Intro:
Welcome to the inaugural entry of “Bite-Sized Wizardry,” a series conjured for the citizen developers who are ready to weave their own digital spells. In today’s potion of knowledge, we delve into the mystical world of arrays – the foundational grimoires of data objects. Whether you’re a seasoned sorcerer of syntax or a novice in the arcane arts of code, mastering the manipulation of rows and columns is essential.
CSV data setup:
DOCUMENT NUMBER | SOURCE DOCUMENT TYPE | REQUISITION NUMBER | INPUT DATE | TOTAL AMOUNT | DEPARTMENT NUMBER | DEPARTMENT NAME | COST CENTER | COST CENTER NAME | DOCUMENT STATUS CODE | Status code | VOUCHED AMOUNT | Vendor ID | VENDOR NAME 1 | VENDOR CITY | VENDOR STATE |
---|---|---|---|---|---|---|---|---|---|---|---|---|---|---|---|
21003077 | P | 4777 | 04/07/2021 | 143.90 | 7910 | FLEET | 7910 | CENTRAL GARAGE | 3 | Canceled | 143.90 | VN0041 | ALL STAR AUTOMOTIVE | DENHAM SPRINGS | LA |
21002561 | P | 4018 | 03/23/2021 | 429.27 | 7910 | FLEET | 7910 | CENTRAL GARAGE | 0 | Open | 429.27 | VN0357 | ITA TRUCK SALES & SERVICE LLC | LAFAYETTE | LA |
21005726 | P | 8350 | 07/06/2021 | 178.40 | 5070 | POLICE | 5070 | CRIMINAL INVESTIGATION | 2 | Rejected | 168.40 | VN0052 | AMAZON CAPITAL SERVICES INC | SEATTLE | WA |
Transforming data input CSV data into array is super useful and this blog we will be exploring how to drop or add rows or columns
Tip 1:
Pick a CSV file in power automate the data of the file would be captured as a base64 encoding. The first step is to unpack the base64 and convert to string which could be readable
base64tostring(triggerBody()['file']['contentBytes'])
Tip 2:
Most of the CSV file would have CRLF (Carriage Return/Line Feed) "\n" "\r\n" at the end of every record. Converting this to array would be leveraging split function. Here CLRF is a compose variable
split(outputs('CSVTable'),outputs('CLRF'))
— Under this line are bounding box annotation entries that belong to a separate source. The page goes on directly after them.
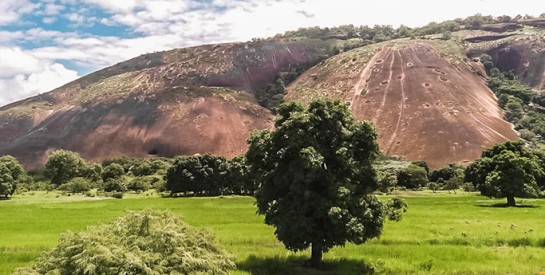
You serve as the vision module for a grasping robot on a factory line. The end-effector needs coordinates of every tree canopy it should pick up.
[246,100,404,266]
[44,150,87,185]
[0,156,25,198]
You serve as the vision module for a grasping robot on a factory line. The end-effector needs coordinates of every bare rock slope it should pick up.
[287,41,518,168]
[0,41,327,167]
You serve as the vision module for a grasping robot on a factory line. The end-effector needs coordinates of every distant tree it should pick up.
[44,150,87,185]
[58,177,93,194]
[443,169,464,194]
[505,97,524,123]
[14,210,235,275]
[497,15,512,23]
[0,155,25,198]
[397,164,428,189]
[102,176,127,192]
[429,163,464,182]
[412,160,430,175]
[127,176,153,193]
[165,155,227,196]
[428,181,441,193]
[85,163,104,183]
[224,156,256,196]
[246,100,405,267]
[101,163,125,182]
[466,141,544,206]
[441,31,452,40]
[0,164,15,199]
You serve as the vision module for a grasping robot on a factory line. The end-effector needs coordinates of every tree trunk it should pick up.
[507,196,516,206]
[310,243,322,268]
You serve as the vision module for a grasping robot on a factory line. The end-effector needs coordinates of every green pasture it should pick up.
[0,192,545,274]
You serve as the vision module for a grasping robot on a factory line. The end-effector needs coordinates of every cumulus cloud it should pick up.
[0,48,78,106]
[0,0,543,108]
[0,0,38,26]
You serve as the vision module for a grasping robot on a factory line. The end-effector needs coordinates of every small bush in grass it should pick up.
[112,192,123,199]
[14,210,235,274]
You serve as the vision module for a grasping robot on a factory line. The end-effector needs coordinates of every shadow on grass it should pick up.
[475,203,540,208]
[237,255,375,275]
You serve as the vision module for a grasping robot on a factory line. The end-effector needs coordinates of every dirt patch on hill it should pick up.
[287,43,518,168]
[486,36,545,90]
[0,89,272,167]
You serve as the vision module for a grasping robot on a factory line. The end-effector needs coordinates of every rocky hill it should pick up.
[287,40,517,168]
[0,39,335,167]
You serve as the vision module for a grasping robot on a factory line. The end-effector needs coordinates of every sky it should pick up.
[0,0,545,106]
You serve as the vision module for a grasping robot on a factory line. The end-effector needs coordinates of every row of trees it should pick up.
[165,155,256,196]
[275,14,545,43]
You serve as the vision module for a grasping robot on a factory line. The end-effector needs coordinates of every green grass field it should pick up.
[0,192,545,274]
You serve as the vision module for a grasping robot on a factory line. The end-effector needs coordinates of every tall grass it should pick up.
[0,192,545,274]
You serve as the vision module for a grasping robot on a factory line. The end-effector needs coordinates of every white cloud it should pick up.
[0,0,545,105]
[0,48,78,106]
[43,3,65,16]
[0,0,38,26]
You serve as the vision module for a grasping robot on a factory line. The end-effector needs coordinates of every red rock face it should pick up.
[287,43,518,168]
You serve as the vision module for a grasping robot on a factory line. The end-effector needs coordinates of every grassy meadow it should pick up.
[0,192,545,274]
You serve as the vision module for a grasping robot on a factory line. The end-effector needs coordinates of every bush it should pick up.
[112,192,123,199]
[127,176,156,193]
[58,177,92,193]
[103,177,127,192]
[14,210,235,274]
[397,164,428,189]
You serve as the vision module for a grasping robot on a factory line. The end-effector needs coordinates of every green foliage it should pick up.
[58,177,93,194]
[466,141,544,206]
[44,150,87,185]
[412,160,430,175]
[85,163,104,182]
[397,164,428,189]
[428,181,441,193]
[222,156,256,196]
[127,176,155,193]
[256,65,310,110]
[505,98,524,123]
[101,163,125,182]
[165,154,227,196]
[430,163,464,182]
[0,164,16,199]
[246,100,404,266]
[102,176,127,192]
[0,156,25,198]
[15,210,235,275]
[487,73,536,104]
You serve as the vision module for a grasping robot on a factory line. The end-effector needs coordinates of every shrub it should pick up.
[104,177,127,192]
[58,177,92,193]
[112,192,123,199]
[15,210,235,274]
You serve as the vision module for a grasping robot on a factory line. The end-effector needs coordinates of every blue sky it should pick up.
[0,0,545,106]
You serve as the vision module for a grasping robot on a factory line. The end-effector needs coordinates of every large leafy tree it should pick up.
[246,100,404,266]
[466,141,544,206]
[0,156,26,198]
[44,150,87,185]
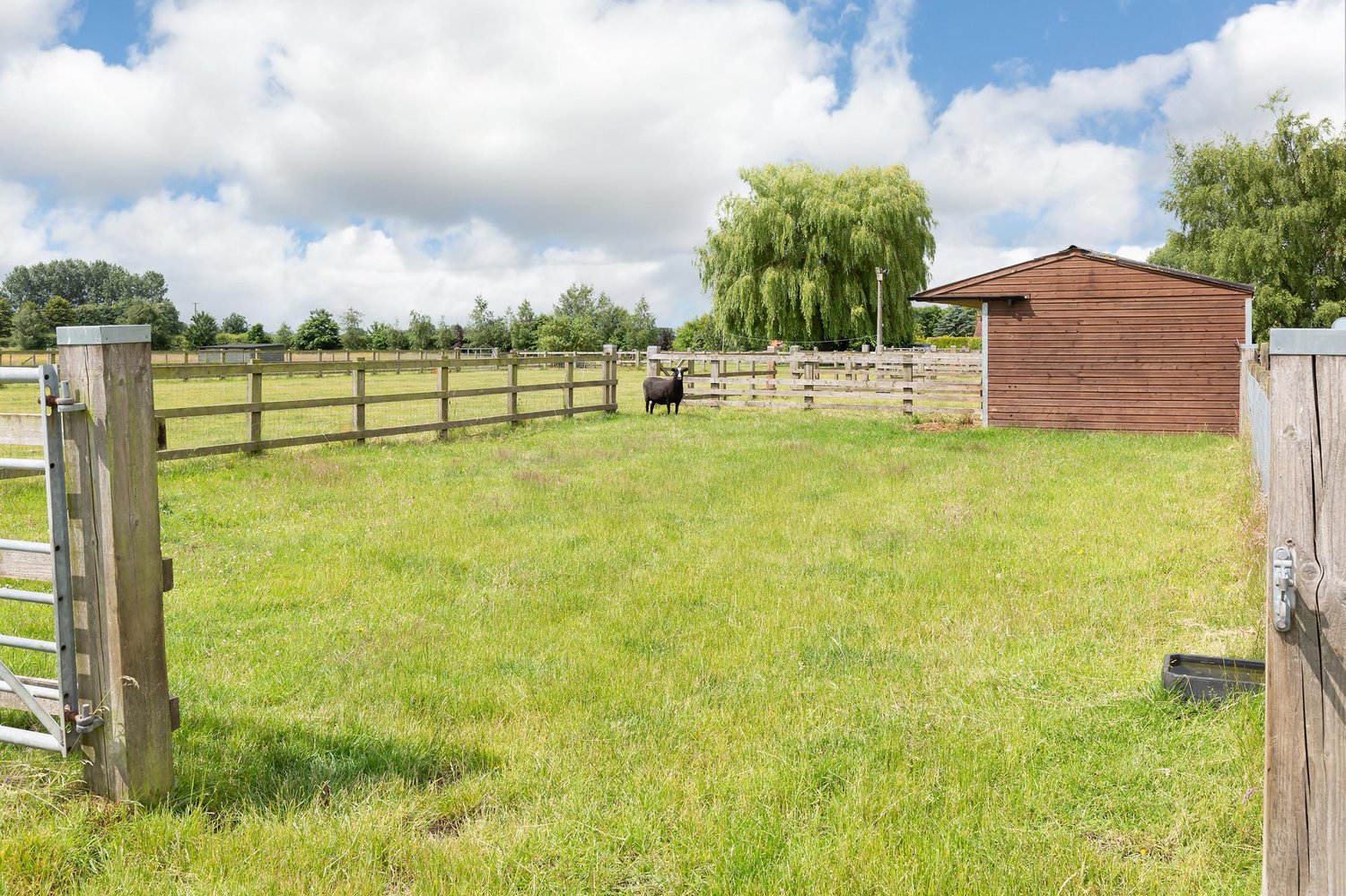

This would convert each row in the CSV file as a string in an array
Tip 3:
Most of the CSV files do have header that highlights the data elements. For data manipulation we might have to drop the header row.
skip(outputs('CSVarray'),1)
Tip 4:
If the CSV file from the source system has a trailer record in the file which has give meta data of no of records we might have to drop them as well while processing. We could use combination of reverse and skip function. First we reverse the order of an array and then remove the first element from that reversed array
skip(reverse(outputs('CSVarray')),1)
Tip 5:
If I want to filter rows with a specific column value we would leverage the filter function
@and(
not(equals(item(), '')),
equals(split(item(),',')?[10],'Open')
)
This part splits the current item by commas using split(item(),','), then checks if the 11th element (index 10, as indexing starts at 0) is equal to the string ‘Open’.